Wiener Ämter bevorzugen Ausländer

©Dick Elbers (Lizenz: CC BY-SA 3.0)
Gastkommentar der Gebrüder Moped: Amtswege strotzen vor Lästigkeiten, keine Frage. Knappe Öffnungszeiten, lange Wartezeiten, fehlende Formulare, irreführende Abläufe und Beamte auf Mittagspause gehören zum Alltag. Das kennen wir alle nur zu gut. Alle? Mitnichten. Vermehrt macht sich in Wien die skandalöse Beobachtung breit, dass für Menschen mit Migrationshintergrund offensichtlich andere Regeln gelten.

Inländer-Schikanen am Bezirksamt

Das Kopftuch als Vorteilsgarant auf der Behörde? Gibt’s das wirklich? Ja, das gibt’s. Während alteingesessene Österreicherinnen und Österreicher am Bezirksamt trotz Terminvereinbarung tagelang bei Minusgraden, in Zugluft und ohne Licht im Wartezimmer ausharren müssen, werden Zugewanderte mit der städtischen Limousine abgeholt und persönlich in die amtseigene Wellness-Area geleitet.
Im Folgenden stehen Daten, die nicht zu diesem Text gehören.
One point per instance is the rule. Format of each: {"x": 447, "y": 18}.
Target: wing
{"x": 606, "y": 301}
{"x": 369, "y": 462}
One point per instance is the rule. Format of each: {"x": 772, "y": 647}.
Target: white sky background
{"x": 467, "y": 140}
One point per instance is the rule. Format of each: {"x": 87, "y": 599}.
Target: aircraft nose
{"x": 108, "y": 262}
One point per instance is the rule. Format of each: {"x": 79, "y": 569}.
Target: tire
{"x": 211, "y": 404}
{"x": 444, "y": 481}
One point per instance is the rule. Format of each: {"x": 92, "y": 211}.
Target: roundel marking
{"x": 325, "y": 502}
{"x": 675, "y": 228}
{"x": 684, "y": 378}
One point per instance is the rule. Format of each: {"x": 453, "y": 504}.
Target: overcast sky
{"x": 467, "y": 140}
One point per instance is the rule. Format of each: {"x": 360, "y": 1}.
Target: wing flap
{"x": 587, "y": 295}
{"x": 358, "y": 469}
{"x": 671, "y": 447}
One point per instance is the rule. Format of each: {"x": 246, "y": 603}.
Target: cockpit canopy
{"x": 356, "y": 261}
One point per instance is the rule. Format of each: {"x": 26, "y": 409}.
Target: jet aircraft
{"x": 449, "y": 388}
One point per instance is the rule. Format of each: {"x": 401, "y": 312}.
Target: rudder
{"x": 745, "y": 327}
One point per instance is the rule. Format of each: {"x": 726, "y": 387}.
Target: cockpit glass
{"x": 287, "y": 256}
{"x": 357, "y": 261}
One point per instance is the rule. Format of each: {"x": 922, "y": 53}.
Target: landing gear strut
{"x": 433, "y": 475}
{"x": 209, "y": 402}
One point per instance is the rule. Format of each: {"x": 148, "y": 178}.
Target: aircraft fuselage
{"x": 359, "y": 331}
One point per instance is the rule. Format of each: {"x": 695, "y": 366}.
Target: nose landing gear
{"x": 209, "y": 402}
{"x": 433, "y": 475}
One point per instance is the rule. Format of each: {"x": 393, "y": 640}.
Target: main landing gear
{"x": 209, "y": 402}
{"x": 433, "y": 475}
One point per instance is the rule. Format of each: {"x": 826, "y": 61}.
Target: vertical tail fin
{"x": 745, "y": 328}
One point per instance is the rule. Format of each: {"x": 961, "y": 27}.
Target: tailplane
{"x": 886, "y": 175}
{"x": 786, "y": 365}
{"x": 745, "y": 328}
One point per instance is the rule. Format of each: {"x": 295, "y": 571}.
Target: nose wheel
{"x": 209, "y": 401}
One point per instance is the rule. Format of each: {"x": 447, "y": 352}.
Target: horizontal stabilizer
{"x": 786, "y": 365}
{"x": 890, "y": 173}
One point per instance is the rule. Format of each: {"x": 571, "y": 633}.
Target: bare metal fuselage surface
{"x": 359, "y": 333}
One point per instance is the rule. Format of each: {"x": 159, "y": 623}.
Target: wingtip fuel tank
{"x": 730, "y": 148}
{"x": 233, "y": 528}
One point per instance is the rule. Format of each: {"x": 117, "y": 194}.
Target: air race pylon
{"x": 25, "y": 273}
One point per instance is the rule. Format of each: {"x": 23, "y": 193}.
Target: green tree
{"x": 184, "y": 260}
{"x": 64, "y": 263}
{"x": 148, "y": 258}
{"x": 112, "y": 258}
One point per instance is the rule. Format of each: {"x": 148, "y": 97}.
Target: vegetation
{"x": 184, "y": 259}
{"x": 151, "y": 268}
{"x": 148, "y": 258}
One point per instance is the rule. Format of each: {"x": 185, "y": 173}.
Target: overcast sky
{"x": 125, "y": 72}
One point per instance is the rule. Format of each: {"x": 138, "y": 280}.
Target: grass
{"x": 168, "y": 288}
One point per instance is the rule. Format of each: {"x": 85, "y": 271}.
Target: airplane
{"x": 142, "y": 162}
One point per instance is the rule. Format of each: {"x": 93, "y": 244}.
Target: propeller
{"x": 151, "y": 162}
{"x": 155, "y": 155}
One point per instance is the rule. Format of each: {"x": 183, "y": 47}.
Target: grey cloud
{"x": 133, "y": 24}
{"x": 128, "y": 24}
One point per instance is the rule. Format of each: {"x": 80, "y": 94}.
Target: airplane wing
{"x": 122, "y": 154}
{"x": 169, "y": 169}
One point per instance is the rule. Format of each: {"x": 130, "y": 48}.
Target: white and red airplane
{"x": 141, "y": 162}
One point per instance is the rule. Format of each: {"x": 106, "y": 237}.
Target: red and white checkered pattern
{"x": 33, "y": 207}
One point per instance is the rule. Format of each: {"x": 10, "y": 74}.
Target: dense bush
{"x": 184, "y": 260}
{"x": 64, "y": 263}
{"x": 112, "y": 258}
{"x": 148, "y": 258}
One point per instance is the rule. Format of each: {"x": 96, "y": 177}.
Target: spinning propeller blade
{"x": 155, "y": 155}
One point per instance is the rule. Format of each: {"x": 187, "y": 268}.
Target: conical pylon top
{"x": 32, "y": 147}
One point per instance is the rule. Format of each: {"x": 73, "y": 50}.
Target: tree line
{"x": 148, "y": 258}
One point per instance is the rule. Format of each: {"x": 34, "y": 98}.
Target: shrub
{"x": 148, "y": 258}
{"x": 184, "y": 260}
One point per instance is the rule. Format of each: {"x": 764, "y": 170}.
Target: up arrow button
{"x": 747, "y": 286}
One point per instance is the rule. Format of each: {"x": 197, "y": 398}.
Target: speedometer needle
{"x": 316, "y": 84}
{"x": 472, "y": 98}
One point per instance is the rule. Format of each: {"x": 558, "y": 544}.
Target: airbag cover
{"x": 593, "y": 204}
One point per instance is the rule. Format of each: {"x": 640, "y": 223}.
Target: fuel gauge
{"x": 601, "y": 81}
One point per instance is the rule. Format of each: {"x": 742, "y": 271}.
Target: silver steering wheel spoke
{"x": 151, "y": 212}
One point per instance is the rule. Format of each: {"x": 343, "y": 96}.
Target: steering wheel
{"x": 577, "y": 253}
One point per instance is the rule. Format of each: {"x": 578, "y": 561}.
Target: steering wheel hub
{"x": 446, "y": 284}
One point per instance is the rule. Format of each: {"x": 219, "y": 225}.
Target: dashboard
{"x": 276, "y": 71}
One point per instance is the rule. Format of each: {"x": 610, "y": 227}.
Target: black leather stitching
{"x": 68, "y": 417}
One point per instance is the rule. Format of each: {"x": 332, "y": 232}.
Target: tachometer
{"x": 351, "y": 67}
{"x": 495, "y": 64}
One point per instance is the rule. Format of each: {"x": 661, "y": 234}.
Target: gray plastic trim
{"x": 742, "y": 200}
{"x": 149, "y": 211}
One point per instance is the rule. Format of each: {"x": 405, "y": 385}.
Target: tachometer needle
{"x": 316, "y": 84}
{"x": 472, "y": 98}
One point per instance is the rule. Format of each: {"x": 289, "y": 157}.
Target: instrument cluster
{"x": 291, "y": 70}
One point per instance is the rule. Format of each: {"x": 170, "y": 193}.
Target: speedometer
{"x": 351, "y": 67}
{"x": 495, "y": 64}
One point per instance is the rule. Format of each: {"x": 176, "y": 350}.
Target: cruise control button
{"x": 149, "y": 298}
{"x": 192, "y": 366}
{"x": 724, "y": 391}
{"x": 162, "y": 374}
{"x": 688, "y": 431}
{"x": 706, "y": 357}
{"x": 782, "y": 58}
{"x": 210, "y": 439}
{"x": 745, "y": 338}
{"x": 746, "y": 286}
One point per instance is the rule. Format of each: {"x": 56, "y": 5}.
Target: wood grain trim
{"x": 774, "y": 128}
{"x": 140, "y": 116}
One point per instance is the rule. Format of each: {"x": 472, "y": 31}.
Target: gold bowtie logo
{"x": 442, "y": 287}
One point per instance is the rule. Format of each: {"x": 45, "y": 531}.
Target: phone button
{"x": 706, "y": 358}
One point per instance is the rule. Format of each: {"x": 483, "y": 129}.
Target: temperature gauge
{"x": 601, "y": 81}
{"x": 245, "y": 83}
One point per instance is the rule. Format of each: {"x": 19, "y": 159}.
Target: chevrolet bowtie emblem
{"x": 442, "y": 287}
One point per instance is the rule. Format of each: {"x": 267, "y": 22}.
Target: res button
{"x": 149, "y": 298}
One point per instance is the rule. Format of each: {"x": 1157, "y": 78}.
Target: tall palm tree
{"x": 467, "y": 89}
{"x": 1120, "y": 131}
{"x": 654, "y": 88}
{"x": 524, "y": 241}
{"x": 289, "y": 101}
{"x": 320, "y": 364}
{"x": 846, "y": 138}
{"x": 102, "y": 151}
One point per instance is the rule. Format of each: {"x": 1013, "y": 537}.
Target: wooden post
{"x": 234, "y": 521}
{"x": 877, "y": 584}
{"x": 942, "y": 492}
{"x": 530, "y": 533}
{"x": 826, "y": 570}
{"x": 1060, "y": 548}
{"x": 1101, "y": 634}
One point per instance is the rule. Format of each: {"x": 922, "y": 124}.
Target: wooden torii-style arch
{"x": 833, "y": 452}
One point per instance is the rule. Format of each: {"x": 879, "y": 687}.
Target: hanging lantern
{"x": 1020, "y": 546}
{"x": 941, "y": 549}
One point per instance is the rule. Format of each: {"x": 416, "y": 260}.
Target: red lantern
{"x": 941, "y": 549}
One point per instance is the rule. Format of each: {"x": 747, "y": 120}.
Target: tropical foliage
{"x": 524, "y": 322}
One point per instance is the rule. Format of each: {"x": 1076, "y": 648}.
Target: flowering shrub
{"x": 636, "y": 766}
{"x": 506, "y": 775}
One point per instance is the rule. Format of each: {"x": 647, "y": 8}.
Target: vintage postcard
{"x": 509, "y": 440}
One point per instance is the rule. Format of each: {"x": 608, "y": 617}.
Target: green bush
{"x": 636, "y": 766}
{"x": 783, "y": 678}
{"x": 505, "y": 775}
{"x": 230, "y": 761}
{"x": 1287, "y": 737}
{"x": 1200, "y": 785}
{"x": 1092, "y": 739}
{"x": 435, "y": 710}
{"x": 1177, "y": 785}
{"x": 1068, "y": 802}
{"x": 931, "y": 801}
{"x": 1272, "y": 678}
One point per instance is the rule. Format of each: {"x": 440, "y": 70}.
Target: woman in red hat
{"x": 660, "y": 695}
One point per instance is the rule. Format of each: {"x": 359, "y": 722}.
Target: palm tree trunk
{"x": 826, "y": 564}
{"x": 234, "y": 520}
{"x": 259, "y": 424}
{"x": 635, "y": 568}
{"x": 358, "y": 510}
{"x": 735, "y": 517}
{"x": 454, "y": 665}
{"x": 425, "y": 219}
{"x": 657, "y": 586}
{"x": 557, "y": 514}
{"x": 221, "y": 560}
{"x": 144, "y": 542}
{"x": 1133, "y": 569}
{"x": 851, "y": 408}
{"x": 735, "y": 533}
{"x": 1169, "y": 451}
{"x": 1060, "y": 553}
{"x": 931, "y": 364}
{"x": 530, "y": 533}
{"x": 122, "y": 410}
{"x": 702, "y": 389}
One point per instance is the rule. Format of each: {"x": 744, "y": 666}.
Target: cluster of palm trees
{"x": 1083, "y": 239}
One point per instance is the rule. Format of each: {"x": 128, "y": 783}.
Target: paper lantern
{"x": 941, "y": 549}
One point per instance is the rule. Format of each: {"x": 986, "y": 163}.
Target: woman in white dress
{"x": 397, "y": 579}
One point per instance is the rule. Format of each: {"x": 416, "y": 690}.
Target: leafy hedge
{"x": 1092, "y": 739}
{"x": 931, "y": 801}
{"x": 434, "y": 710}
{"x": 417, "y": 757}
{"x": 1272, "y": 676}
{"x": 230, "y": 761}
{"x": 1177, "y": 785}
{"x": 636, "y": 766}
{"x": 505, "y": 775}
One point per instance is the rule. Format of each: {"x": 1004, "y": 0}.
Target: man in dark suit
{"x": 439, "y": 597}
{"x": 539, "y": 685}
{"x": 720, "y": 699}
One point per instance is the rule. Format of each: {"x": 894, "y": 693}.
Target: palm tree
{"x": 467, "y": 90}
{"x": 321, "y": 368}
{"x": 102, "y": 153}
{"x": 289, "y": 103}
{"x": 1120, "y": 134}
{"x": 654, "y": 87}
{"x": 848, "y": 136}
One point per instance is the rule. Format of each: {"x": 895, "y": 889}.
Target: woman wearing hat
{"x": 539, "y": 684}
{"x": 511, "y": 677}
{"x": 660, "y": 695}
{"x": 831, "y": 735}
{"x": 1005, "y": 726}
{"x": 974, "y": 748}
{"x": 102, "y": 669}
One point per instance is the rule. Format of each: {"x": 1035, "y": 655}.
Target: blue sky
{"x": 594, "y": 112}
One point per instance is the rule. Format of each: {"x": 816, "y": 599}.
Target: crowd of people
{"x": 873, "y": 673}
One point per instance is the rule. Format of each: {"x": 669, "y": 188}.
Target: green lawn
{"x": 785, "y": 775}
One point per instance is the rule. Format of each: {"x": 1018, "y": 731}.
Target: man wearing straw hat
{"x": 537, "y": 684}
In der inländerfreien Wohlfühlzone wird den migrantischen Damen die Wartezeit mit Sauna, Shiatsu und türkischen Honigmassagen verkürzt, während den Herren Ausländern umgehend – und natürlich gut bezahlt – alle amtlichen Wünsche von den Lippen abgelesen werden und selbstverständlich einer sofortigen Umsetzung zugeführt.

Gratis-Urlaube für Ausländer

Und auch am AMS bietet sich kein anderes Bild. Während der für Ausländer zuständige AMS-Betreuer ehrenamtlich ins Haus kommt und den “arbeitssuchenden” Fremden monatliche Zahlungen in vierstelliger Höhe gegen als Kurs getarnte Karibikurlaube in die Hand drückt, bekommt der österreichische Facharbeiter bereits im Foyer eine behördliche Gnackwatschen verpasst und muss auf Lego-Steinen knieend um sündteure Umschulungen betteln, die er in Folge auch noch selbst bezahlen darf.

Asylanten cashen ab

Wie immer auch am großen Futtertrog die asylsuchenden Privilegien-Ritter (liebevoll auch gerne Asylanten genannt). Die bekommen sogar ihren Luxus-Urlaub hier in Österreich bezahlt, nur weil sie gebetsmühlenartig beschwören, dass man bei ihnen zuhause ihre Familien abgeschlachtet, ihre Dörfer ausgerottet, ihr Haus in die Luft gesprengt und ihnen alles genommen hat. Nur weil ihnen Folter (a g’sunde Watschn?) und Ermordung (Sterben müssen wir schließlich alle.) drohen, kommen sie hier her, um dann auch noch ordentlich abzucashen.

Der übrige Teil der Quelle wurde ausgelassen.